What is a 'Hostile Takeover Bid'

A hostile takeover bid occurs when an entity attempts to take control of a publicly traded company without the consent or cooperation of the target company's board of directors. Since the board won't give its approval, the would-be acquirer has three methods at its disposal to gain control. The first is a tender offer, the second is a proxy fight, and the third is to buy the necessary company stock in the open market.

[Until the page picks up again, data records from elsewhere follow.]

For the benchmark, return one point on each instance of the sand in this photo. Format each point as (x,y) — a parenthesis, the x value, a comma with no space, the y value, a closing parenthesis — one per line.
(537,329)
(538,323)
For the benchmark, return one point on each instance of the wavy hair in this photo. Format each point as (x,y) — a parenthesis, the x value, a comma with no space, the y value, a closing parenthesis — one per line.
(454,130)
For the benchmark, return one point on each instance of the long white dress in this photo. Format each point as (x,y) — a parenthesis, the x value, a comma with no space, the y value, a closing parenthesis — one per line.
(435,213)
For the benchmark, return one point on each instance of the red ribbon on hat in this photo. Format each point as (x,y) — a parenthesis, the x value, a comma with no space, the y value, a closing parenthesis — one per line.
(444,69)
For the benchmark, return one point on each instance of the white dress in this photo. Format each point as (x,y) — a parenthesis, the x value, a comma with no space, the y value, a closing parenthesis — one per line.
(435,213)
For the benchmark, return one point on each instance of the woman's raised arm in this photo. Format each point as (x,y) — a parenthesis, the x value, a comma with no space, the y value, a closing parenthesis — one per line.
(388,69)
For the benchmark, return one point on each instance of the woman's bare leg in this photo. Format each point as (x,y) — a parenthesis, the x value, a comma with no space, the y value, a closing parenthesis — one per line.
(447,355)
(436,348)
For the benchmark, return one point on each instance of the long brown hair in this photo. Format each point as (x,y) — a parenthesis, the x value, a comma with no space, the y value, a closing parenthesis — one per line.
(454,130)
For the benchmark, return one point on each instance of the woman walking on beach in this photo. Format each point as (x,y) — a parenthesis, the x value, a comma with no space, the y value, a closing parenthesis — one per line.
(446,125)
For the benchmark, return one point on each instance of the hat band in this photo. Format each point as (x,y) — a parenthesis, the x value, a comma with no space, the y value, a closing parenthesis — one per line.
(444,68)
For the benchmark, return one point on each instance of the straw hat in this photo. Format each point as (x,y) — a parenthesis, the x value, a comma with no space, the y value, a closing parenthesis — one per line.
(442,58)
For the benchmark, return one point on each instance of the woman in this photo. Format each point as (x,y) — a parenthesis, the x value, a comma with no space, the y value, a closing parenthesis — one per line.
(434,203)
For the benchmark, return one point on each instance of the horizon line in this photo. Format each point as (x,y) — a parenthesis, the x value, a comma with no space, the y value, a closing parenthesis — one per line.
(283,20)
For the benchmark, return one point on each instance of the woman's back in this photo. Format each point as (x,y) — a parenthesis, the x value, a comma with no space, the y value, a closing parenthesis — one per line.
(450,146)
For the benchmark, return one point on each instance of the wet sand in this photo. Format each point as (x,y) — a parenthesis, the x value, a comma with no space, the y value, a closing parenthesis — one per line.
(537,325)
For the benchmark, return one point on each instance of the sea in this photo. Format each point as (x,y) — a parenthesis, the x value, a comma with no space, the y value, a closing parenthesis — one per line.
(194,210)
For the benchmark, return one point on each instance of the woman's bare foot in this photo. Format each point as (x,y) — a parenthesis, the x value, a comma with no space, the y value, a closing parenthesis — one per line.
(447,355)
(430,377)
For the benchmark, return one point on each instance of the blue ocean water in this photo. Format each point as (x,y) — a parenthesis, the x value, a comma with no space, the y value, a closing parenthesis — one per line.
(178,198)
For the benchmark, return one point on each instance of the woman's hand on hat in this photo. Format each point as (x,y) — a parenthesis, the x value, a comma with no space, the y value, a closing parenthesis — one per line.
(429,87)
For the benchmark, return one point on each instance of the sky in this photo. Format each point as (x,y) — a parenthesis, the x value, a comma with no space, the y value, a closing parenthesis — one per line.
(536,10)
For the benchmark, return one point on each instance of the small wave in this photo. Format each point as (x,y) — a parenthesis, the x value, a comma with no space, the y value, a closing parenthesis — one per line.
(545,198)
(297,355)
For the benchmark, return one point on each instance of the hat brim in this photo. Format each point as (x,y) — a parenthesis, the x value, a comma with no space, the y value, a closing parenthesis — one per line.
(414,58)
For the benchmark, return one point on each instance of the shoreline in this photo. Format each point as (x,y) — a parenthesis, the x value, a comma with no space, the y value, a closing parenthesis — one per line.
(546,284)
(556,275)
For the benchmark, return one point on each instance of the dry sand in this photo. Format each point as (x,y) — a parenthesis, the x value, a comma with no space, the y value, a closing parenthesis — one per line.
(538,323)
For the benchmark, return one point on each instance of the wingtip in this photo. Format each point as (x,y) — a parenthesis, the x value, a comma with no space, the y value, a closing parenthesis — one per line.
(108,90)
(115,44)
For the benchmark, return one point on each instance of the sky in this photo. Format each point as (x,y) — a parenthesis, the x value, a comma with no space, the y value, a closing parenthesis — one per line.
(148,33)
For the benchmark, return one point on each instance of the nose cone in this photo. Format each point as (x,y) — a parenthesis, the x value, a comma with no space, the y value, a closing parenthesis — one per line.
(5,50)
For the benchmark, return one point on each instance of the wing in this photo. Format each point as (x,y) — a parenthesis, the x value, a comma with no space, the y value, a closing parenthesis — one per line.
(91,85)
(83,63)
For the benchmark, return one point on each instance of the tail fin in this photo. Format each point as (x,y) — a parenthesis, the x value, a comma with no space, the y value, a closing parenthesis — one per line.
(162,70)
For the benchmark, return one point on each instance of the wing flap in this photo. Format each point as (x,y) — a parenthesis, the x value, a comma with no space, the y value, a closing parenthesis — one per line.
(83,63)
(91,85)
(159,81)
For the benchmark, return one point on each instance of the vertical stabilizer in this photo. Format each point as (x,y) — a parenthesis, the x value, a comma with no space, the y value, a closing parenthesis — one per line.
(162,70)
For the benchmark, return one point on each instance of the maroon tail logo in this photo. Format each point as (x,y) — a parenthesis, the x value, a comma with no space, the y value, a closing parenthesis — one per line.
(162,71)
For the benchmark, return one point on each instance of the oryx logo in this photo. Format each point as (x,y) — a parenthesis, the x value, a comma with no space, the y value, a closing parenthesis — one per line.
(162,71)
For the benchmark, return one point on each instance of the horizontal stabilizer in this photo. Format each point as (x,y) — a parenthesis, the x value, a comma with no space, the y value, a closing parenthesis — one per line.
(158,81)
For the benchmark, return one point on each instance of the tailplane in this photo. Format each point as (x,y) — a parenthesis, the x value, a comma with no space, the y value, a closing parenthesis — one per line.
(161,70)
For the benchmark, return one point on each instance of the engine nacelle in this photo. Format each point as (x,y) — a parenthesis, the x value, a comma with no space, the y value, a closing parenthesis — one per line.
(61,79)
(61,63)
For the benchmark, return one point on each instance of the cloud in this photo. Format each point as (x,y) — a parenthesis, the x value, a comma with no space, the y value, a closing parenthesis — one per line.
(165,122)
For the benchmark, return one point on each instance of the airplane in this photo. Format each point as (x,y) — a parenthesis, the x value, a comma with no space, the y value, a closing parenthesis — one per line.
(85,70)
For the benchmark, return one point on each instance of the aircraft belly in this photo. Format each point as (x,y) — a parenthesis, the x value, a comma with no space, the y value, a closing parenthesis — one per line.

BREAKING DOWN 'Hostile Takeover Bid'

It is often difficult to acquire a controlling interest in a publicly-traded firm. There are multiple hostile takeover attempts in a typical year, but seldom are they effective. Reasons for wanting to acquire the company might be access to its distribution channels, client base, market share, technology, or because the acquirer thinks it can improve upon the target's current value and take advantage from stock price appreciation. 

Hostile Takeover Bid Tactics

There are two main tactics employed to acquire a controlling interest. First, the acquirer may make a tender offer to the company's shareholders. A tender offer is a bid to buy a controlling share of the target's stock at a fixed price. The price is usually set above the current market price in order to allow the sellers a premium as added incentive to sell their shares. This is a formal offer and my include specifications included by the acquirer such as an offer expiry window or other items. Paperwork must be filed with the SEC and the acquirer must provide a summary of its future plans for the target company in order to aid the target company's decision. There are many takeover defense strategies that protect against tender offers, so often times the proxy fight is utilized.

The goal of a proxy fight is to replace board members who are not in favor of the takeover with new board members who would vote for the takeover. This is done by convincing shareholders that a change is management is needed and that the board members who would be appointed by the would-be acquirer are just what the doctor ordered. Once shareholders like the idea of a change in management, they are persuaded to allow the potential acquirer to vote their shares by proxy in favor of the new board member of their choice. If the proxy fight is successful, new board members are installed who will vote in favor of the target's acquisition.

If all else fails, a controlling share of the target's stock can be purchased publicly in the open market.